Belanghebbende heeft aangevoerd dat zij vanwege de crisis en haar gezondheidsklachten niet in staat is geweest om meer omzet te realiseren. Belanghebbende heeft gewezen op de inkomsten die mensen in de top 100 bij [B] verdienen en de verwachting uitgesproken dergelijke inkomsten te kunnen behalen als haar gezondheid verbetert. Belanghebbende heeft in dat verband een lijstje op zitting getoond. Gelet op de tijd en energie die zij en haar partner in de onderneming steken en de sterke wil om er een succes van te maken, verwacht belanghebbende dat zij in de toekomst winst zal maken. Indien de omzetontwikkeling zich op dezelfde voet doorzet als in de eerste helft van 2018, zal de omzet over 2018 hoger zijn dan die over 2017. Ook zijn de kosten vanaf 2018 gedeeltelijk teruggebracht omdat één auto van de hand is gedaan. Voor 2018 is desondanks een verlies te voorzien. Ter zitting heeft belanghebbende een omzetoverzicht overgelegd en een toelichting gegeven op de behaalde jaaromzet van 2013 tot en met 2018.

2.11.

De rechtbank oordeelt dat belanghebbende niet aannemelijk heeft gemaakt dat in 2014 in redelijkheid verwacht kon en mocht worden dat zij in de toekomst winst zou kunnen behaald met haar werkzaamheden voor [B]. Dat het in zijn algemeenheid mogelijk is dat er zakenpartners van [B] zijn bij wie de opbrengsten hoger zijn dan de kosten, is onvoldoende om daaraan een objectieve voordeelsverwachting te ontlenen. Belanghebbende heeft met haar activiteiten weinig omzet behaald terwijl tegenover die beperkte omzet wel hoge kosten staan. Niet valt in te zien dat met de omzetontwikkeling en een enkele kosten reducerende maatregel in 2018 de reële verwachting kan bestaan dat een omslagpunt wordt bereikt. Dat geldt ook voor belanghebbendes gezondheid. Hoezeer het ook te prijzen valt dat belanghebbende zich zo inzet voor haar herstel en het behalen van omzet, die inzet maakt niet dat kan worden uitgegaan van een situatie waarin gezondheidsbelemmeringen ontbreken. Dit betekent dat in 2014 geen sprake is van een onderneming in fiscale zin en ook niet van een andere bron van inkomen. Nu geen rechtsregel zich ertegen verzet dat de inspecteur pas in 2016 toetst of er wel of geen sprake is van een bron van inkomen in 2014, heeft de inspecteur naar het oordeel van de rechtbank terecht geen verlies uit onderneming in aanmerking genomen.

2.12.

Gelet op het vorenstaande is de aanslag naar het juiste bedrag vastgesteld en is het beroep ongegrond verklaard.

2.13.

De rechtbank ziet geen aanleiding voor een proceskostenveroordeling.

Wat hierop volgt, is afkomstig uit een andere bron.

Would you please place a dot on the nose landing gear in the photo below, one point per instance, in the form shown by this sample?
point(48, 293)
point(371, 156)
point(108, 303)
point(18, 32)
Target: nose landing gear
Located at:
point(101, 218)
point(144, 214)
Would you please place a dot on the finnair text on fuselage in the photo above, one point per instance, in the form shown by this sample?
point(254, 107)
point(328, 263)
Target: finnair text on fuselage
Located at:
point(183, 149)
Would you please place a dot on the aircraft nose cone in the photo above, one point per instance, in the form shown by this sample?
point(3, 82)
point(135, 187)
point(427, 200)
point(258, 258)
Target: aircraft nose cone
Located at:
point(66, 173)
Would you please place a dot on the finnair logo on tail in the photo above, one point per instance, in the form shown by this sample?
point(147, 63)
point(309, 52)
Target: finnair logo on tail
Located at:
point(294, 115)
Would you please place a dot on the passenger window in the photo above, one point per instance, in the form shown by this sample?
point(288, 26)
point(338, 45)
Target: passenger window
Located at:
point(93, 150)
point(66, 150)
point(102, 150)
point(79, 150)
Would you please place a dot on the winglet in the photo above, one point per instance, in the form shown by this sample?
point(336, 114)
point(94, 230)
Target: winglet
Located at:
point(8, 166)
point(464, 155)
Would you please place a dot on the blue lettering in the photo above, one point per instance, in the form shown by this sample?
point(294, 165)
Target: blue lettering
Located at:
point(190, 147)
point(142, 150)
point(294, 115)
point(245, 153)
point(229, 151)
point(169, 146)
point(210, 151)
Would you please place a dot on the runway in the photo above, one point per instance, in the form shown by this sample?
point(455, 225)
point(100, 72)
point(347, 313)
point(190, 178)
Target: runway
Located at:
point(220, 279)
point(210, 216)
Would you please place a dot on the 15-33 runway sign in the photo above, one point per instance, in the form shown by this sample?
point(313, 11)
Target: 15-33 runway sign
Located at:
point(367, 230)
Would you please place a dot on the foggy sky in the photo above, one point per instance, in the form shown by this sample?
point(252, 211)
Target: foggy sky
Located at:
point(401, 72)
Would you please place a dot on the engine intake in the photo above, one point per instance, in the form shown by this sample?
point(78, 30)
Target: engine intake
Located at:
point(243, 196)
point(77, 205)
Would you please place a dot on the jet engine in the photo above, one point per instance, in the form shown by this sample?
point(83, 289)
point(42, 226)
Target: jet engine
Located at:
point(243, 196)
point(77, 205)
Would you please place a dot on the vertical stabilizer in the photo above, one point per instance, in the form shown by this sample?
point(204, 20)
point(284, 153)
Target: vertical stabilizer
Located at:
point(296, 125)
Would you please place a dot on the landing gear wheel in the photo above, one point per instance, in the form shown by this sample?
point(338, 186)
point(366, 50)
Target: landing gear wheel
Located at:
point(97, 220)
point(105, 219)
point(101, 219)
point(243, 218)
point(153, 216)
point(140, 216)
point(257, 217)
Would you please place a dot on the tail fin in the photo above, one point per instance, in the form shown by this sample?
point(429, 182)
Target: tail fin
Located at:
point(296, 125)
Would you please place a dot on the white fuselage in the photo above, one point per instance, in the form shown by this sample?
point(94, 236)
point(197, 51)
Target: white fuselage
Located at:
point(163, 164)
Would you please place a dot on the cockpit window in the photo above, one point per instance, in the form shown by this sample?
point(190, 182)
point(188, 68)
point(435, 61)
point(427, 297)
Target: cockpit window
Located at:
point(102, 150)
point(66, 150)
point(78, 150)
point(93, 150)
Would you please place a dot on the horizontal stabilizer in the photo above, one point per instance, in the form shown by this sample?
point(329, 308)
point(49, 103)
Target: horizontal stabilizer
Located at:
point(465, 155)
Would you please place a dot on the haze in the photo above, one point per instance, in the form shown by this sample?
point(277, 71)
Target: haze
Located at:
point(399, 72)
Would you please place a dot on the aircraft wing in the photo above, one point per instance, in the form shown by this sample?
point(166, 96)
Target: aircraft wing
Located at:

Deze uitspraak is gedaan op 1 augustus 2018 door mr. W.A.P. van Roij, rechter, en op dezelfde dag in het openbaar uitgesproken in tegenwoordigheid van mr. E.C.A. de Kort, griffier.

De griffier, De rechter,

Afschrift aangetekend verzonden aan partijen op:

Rechtsmiddel

Tegen deze uitspraak kunnen partijen binnen zes weken na de verzenddatum hoger beroep instellen bij het gerechtshof te ‘s-Hertogenbosch (belastingkamer), Postbus 70583,

5201 CZ ’s-Hertogenbosch.

Bij het instellen van hoger beroep dient het volgende in acht te worden genomen:

1. bij het beroepschrift wordt een afschrift van deze uitspraak overgelegd.2 - het beroepschrift moet ondertekend zijn en ten minste het volgende vermelden: a. de naam en het adres van de indiener;

b. een dagtekening;

c. een omschrijving van de uitspraak waartegen het hoger beroep is ingesteld;

d. de gronden van het hoger beroep.

Voor burgers is het mogelijk hoger beroep digitaal in te stellen. Hiervoor kan gebruik worden gemaakt van de formulieren op Rechtspraak.nl / Digitaal loket bestuursrecht.